I have been written about before, and I hated it. Seeing myself, my home, our lives, through the eyes of a journalist made me embarrassed and blush-y. Like why would I have said that? Or that’s not what I meant when I made that comment. The author had the power to choose how she heard what I said and then how she shared it, and I was appalled at the person she felt like I was. Maybe this example is more the case that I see myself in a more flattering light than I actually appear, like the difference between my favorite mirror next to the lamp casting soft shadows and the florescent lights/three-way-mirrors at the mall fitting room. Which one tells the truth about who I am? Both? Neither?
How can I adequately explain that I love my neighborhood dearly and find beauty in the broken crib beside the road, but also that I hate the ways it is changing with the marching advance of gentrification? How do I describe the young moms we work with who are heroes and work diligently against tall odds to create beauty for their children, but are also woefully unprepared and under-supported as the pressures of motherhood swell? How do I tell you about the young man who picked up a gun and made a terrible mistake? Or the family left sitting in the wake of that mistake, two families actually, lives lost and found and lost again.

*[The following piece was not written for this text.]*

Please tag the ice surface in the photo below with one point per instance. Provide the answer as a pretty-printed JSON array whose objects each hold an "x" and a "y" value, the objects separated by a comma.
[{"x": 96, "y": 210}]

Perhaps for now, or forever, the tension of this burden will be enough to still my pen (or keyboard). I will carry their stories in my chest and scrawl their secrets in my journal. My body will ache under the weight of it, and some days I will not want to emerge from under my covers. But they do and so I will too. They go to school and to work carrying their own stories and the unbearable weight of them, they pay their bills and hope the government shutdown doesn’t mean they will lose their home because their housing voucher and their food stamps are in peril. They do not despair, they have hope. And so it’s a complicated story, and the ways we tell it will cast soft shadows like a gentle lamp or sharp ones from the bright overhead buzzing florescent bar.